Escritura de Al-Amasi, en zuluz arriba y nasj abajo

Tras él vendrían más calígrafos que darían nuevos bríos a la caligrafía, entre ellos Hafiz ‘Uzman (حافظ عثمان) Mustafa Raqim Efendi (مصطفى راقم افندي), ‘Abd al-’Aziz al-Rifa’i (عبد العزيز الرفاعي), Haqi Altun Bazar (حقي النون بزر), Hamid al-Amidi (حامد الامدي)… Para no detenernos demasiado, veamos cuales son las aportaciones más importantes de este periodo a la caligrafía árabe:

  • El “cuadro caligráfico”. En esta época comienza la concepción de la composición caligráfica como un cuadro. Es decir, se crea caligrafía que está hecha, más que para ser leída, para ser contemplada y admirada (lo cual no quiere decir que se renuncie al contenido de lo escrito). El gran impulsor de esta idea (que no su creador) fue Mustafa Raqim Efendi. Este artista, poseedor de una gran imaginación, solía descomponer la frase caligrafiada y reagrupar las letras por su forma: las más similares juntas, y el resto distribuidas en los espacios libres, no necesariamente en su lugar natural para la lectura. De esta forma las obras perdían legibilidad, pero ganaban mucho en composición y originalidad. El siguiente ejemplo, conocidísimo y repetidísimo, muestra claramente esta concepción: letras distribuidas por su forma, reagrupadas para crear un equilibrio y un ritmo sorprendentes.

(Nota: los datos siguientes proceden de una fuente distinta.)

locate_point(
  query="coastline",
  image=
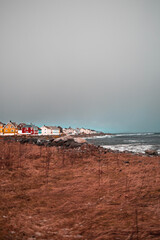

La famosa composición de Mustafa Raqim لا حول ولا قوة الا بالله (el poder y la fuerza solo pertenecen a Dios)

  • Las tugras (طغراء), que todo aquel que haya visitado Turquía habrá visto por doquier, tanto en edificios históricos como en souvenirs. Cada tugra es una firma-sello diseñada para cada sultán y empleada en la firma de documentos oficiales. Estas incluían el nombre del sultán, su filiación y alguna leyenda elogiosa.En esta página podéis admirar las tugras de todos los sultanes otomanos.

Tugra de Abdul Hamid II

  • La caligrafía especular. Aunque no fue creada en esta época (sin ir más lejos, hay inscrpiciones en caligrafía especular en la Alhambra), fueron los calígrafos otomanos quienes la elevaron a sus niveles más altos de complejidad, desarrollo y belleza. Consiste la caligrafía especular en  construir la obra alrededor de un eje de simetría, reproduciéndose los mismos trazos a ambos lados del eje, como si de un espejo se tratara.

La aleya وهو على كل شيء قدير (Él es Omnipotente) caligrafiada por Isma'il Haqqi

  • El caligrama. Esto es, la caligrafía figurativa. Es quizá el más pintoresco de los tipos de creación caligráfica, la caligrafía con forma de cosas: animales, frutas, seres humanos, objetos, mezquitas… De nuevo, ya existía desde antiguo (se encuentran en la Alhambra caligramas arquitectónicos y arborescentes), pero en esta época conocería su mayor esplendor y serían creadas las composiciones más imaginativas.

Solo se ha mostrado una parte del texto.